Of Parkinson’s law of triviality and Museveni’s Tom, Jerry politics

Norbert Mao

What you need to know:

Politics. In Uganda’s politics, Museveni is the Tom that always needs a Jerry to thrive. There’s a lot of violence but actually very little bloodshed.

Museveni once said, “I’ll not kill the Opposition, the Opposition will kill itself by what they do and what they do not do.” This is not a new stance. Museveni has long defined his Movement paradoxically as an anti-organisation group. He launched a blitzkrieg against political parties, accusing them of being based on religious and ethnic sectarianism.
It took the valiant effort of the Opposition to compel Museveni to allow multiparty politics. However, while the legal regime changed, the actions of the regime to undermine the right to organise by political parties continued unabated.

We all know that the struggle against any dictatorship requires dynamic organisation. What Museveni does is to sabotage the ability to organise by the Opposition and thus individualise any power contestation. In that way he portrays his opponents as disgruntled individuals driven by selfish ambitions.
His State-funded propaganda machinery makes sure the messages of the Opposition are distorted or misrepresented. That is the frame in which Museveni dealt with the many dissenting voices, including those of Cecilia Ogwal, Michael Kaggwa and Kizza Besigye. These prominent Opposition voices entered a vortex controlled by Museveni.

He orchestrated running battles with each of these leaders as a way of enforcing in the minds of Ugandans the fact that violence or the gun is the major arbiter of power in our country. The ballot is secondary!
The endless running battles and cat and mouse games bring to mind the comical animated film of Tom and Jerry. In that cartoon series the main characters are a cat called Tom and a mouse called Jerry. The whole plot is for Tom to catch Jerry. They chase each other and engage in battles of wit as Tom tries to subdue Jerry and Jerry tries to evade Tom.
But Tom and Jerry are really two sides of the same coin. Two fingers of the same hand. Tom needs Jerry and Jerry needs Tom. They feed off each other. It is an endless charade where the limelight is dominated by these two characters. In one bizarre episode the duo collaborated to help an abandoned baby.
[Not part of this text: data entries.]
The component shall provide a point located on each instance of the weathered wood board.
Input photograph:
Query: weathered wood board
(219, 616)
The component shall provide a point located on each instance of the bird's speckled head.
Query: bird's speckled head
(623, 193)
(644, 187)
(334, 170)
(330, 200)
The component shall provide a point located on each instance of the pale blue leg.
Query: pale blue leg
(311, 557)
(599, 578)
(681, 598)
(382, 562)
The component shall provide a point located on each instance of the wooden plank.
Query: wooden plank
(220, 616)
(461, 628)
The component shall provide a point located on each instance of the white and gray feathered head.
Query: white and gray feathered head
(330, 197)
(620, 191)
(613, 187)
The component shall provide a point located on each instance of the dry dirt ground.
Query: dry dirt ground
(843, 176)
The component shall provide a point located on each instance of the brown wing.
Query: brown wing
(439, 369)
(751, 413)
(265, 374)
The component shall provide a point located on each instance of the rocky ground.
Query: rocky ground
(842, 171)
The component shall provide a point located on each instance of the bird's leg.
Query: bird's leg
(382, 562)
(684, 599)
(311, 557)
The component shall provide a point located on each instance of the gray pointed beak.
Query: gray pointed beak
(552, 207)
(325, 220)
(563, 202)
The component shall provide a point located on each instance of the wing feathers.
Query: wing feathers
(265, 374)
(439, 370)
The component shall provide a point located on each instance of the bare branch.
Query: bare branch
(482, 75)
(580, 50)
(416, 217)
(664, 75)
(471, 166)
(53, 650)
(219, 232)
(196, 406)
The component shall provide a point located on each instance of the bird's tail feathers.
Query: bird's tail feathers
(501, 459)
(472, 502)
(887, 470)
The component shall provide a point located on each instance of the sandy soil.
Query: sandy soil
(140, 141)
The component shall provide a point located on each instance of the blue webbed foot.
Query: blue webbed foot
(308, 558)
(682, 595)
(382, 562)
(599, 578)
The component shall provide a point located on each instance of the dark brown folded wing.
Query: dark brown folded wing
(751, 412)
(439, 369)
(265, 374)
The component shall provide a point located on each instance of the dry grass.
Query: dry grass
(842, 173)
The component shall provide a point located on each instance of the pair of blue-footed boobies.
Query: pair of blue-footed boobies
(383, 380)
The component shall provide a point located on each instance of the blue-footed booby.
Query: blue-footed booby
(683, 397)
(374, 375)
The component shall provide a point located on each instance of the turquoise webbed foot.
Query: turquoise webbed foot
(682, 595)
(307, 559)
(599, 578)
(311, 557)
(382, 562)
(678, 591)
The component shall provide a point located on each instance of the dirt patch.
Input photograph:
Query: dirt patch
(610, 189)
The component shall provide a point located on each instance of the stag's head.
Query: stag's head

In Uganda’s politics, Museveni is the Tom that always needs a Jerry to thrive. There’s a lot of violence but actually very little bloodshed. None of the two contending parties pushes the other over the threshold.
Over the years there have been many Jerrys but one Tom. Sometimes Jerry imbibes some strange concoction that makes him swell in size. In that giant form he boldly confronts and terrorises Tom and beats him to pulp. When the effect of the concoction wears out, Tom seizes the higher ground again and Jerry has to run for his life. This mock fight trivialises things. Issues of consequence are swept under the carpet. The focus is on the drama of the cat and mouse chase.

There are actually forces that can deal decisively with this behemoth but the behemoth prefers to pump up and indeed schemes to ensure that such serious contenders stay on the periphery of the arena.
It works for a gullible populace that is obsessed with drama at the expense of problem solving. This is demonstrated by Parkinson’s law of triviality which states that “people tend to spend far more time and effort focussing on something trivial that they do understand than something complicated that they don’t”.
Trivialities offer far more scope for contribution and influence. That is why, according to psychologists, people do love trivial things. The Tom and Jerry politics of Uganda is really about drama and reducing debate to brief (but inaccurate) snippets and crowding out (using media noise) the real issues.

This does not just apply to Uganda. In America the issue of keeping out Mexicans by building a border wall is a vote-winner as opposed to confronting the looming disaster of global warming euphemistically referred to as ‘climate change’.
No wonder the US government is shut down as I write. Nothing captures this better than Sayre’s law which states that: “In any dispute, the intensity of feeling is inversely proportional to the value of the issues at stake.”